In the heart of Chengdu, China, a team of researchers led by Jiasha Fu from the Research Institute of Economics and Management at Southwestern University of Finance and Economics has been delving into a topic that’s sending ripples through the energy sector: stranded assets. Their work, recently published in the journal *Environmental Research Letters* (translated from Chinese as “Letters on Environmental Research”), offers a stark look at the financial and political risks posed by climate change and the low-carbon transition.
Stranded assets, as Fu and her team explain, are more than just a buzzword. They represent a significant risk to socioeconomic development and financial stability. “The notion of stranded assets has evolved from a narrow focus on ‘impaired assets’ to a comprehensive framework,” Fu explains. This framework now includes stranded resources, stranded capital, and even stranded paper—financial instruments that lose value due to climate change impacts or the shift to a low-carbon economy.
The team’s research reveals that the scale of this issue is vast. They’ve found that stranded assets can inflict significant financial shocks on both upstream and downstream firms in the fossil fuel industry. But the ripple effects don’t stop there. “Risk is transmitted to the broader financial system via institutional investor exposures and systemic vulnerabilities,” Fu notes. This means that the impacts of stranded assets can spread far and wide, affecting not just the energy sector, but the entire financial system.

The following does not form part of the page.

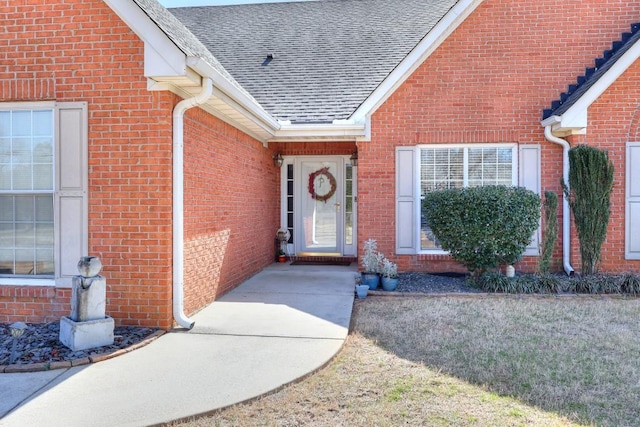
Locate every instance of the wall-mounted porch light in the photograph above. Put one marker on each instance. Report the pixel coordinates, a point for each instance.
(354, 158)
(278, 160)
(16, 329)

The political risks are also substantial. Uneven regional risk distribution, intergenerational equity concerns, and international implications can all trigger political instability. This is a complex web of risks that demands careful navigation.
So, what can be done? Fu and her team propose several mitigation strategies. These include portfolio optimization, accelerated deployment of renewable energy, enhanced climate risk disclosure, and the use of macroprudential policy tools. They also stress the need for future research to deepen the quantification of multiple asset types, conduct micro-level empirical analyses, implement short-term dynamic monitoring, and develop equitable distribution mechanisms.
The implications for the energy sector are profound. As the world transitions to a low-carbon economy, companies that fail to adapt risk being left with stranded assets. This could lead to significant financial losses and even political instability. However, those that proactively manage these risks could gain a competitive edge.
Fu’s research serves as a wake-up call for the energy sector. It’s a reminder that the transition to a low-carbon economy is not just an environmental issue, but a financial and political one as well. And as the world continues to grapple with climate change, the need for proactive risk management will only grow.